A medida é um desdobramento da Operação Transparência, que investiga um suposto esquema informal de distribuição de emendas parlamentares. Segundo o relatório da PF enviado ao STF, o conjunto de provas colhidas indica que Eduardo Cunha operava como um agente privado detentor de “poderes políticos equivalentes ou até superiores aos de parlamentares em exercício”. Os investigadores sustentam que a atuação do ex-deputado configura um gravíssimo desvio de finalidade, uma vez que recursos públicos destinados a atender demandas de representantes eleitos estariam submetidos a decisões de alguém sem mandato e que não responde mais perante o eleitorado ou o Congresso.

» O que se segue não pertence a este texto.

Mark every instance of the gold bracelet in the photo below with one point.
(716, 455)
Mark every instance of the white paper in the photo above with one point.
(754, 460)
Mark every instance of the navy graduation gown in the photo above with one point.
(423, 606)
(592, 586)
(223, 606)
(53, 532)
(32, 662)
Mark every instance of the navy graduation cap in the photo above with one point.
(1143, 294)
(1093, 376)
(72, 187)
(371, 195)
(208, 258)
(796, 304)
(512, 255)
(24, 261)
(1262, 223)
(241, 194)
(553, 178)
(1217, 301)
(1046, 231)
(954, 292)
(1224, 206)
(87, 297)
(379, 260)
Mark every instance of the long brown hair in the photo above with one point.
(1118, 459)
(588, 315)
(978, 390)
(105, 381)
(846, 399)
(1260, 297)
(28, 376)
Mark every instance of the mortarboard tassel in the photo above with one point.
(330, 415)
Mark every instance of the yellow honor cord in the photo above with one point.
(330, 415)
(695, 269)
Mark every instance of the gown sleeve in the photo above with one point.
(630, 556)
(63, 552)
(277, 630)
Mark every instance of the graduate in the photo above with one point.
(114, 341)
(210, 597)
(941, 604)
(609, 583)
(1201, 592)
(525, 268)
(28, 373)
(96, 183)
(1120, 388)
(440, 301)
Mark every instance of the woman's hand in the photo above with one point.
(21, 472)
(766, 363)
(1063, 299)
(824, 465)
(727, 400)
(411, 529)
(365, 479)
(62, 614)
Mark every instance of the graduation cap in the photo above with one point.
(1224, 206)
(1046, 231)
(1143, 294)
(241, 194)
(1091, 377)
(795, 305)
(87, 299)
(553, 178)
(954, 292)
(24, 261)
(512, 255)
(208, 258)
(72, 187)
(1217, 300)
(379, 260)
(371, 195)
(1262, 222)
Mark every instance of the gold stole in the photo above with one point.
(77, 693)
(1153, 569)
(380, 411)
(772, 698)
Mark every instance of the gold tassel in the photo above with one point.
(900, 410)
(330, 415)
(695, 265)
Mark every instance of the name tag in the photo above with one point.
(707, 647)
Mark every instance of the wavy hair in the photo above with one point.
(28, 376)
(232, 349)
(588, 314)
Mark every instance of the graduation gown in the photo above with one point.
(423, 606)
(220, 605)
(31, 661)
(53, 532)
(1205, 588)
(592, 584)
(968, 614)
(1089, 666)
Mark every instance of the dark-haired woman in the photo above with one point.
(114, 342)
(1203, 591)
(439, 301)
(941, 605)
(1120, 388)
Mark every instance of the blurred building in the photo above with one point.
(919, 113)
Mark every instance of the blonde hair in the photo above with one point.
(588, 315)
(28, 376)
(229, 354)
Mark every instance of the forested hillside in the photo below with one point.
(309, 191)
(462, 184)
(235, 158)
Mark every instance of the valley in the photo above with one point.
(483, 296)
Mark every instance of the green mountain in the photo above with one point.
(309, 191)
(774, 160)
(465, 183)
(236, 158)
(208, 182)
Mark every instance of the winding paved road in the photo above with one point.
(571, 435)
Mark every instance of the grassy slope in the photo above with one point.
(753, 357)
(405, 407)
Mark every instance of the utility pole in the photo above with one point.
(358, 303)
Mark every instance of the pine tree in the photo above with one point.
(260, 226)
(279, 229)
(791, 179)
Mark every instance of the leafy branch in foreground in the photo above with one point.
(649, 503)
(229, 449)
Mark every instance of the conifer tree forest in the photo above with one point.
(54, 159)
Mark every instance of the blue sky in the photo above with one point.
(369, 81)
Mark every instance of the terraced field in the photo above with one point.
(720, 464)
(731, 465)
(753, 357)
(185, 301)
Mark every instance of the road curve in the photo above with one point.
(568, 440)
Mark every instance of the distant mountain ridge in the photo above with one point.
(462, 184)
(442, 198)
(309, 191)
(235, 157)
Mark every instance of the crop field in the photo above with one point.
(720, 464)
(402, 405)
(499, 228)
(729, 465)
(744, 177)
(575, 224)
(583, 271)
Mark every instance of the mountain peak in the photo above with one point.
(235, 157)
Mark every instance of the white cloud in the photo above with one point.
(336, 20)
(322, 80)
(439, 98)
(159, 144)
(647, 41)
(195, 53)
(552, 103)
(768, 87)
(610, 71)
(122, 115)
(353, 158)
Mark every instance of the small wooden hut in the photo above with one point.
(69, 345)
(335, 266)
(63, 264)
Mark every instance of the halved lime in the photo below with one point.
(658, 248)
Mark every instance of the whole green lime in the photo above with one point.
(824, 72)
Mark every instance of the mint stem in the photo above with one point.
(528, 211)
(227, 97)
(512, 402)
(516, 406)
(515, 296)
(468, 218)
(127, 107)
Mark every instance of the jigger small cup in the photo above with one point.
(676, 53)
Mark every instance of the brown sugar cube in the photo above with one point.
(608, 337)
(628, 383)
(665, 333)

De acordo com as investigações, a ingerência ilícita contava com o suporte operacional de Mariângela Fialek, servidora da Câmara conhecida como Tuca. Mensagens eletrônicas analisadas pela Polícia Federal revelam que Cunha participou ativamente da coordenação e destinação de ao menos 29 emendas vinculadas à Comissão de Saúde, totalizando os R$ 6,15 milhões bloqueados pela Justiça. O destino desses recursos seriam municípios de Minas Gerais, estado por onde o ex-presidente da Câmara articula uma nova candidatura ao parlamento nas próximas eleições.
A Procuradoria-Geral da República (PGR) manifestou-se de forma contrária à aplicação das medidas cautelares, embora tenha defendido a continuidade das apurações e do rastreamento financeiro dos valores envolvidos. A decisão de Flávio Dino ocorre na esteira de outras ações similares da Operação Transparência no Supremo, que também miraram o presidente nacional do PL, Valdemar Costa Neto, sob suspeitas parecidas de controle informal de emendas. Procurada, a defesa de Eduardo Cunha ainda não se manifestou sobre a decisão.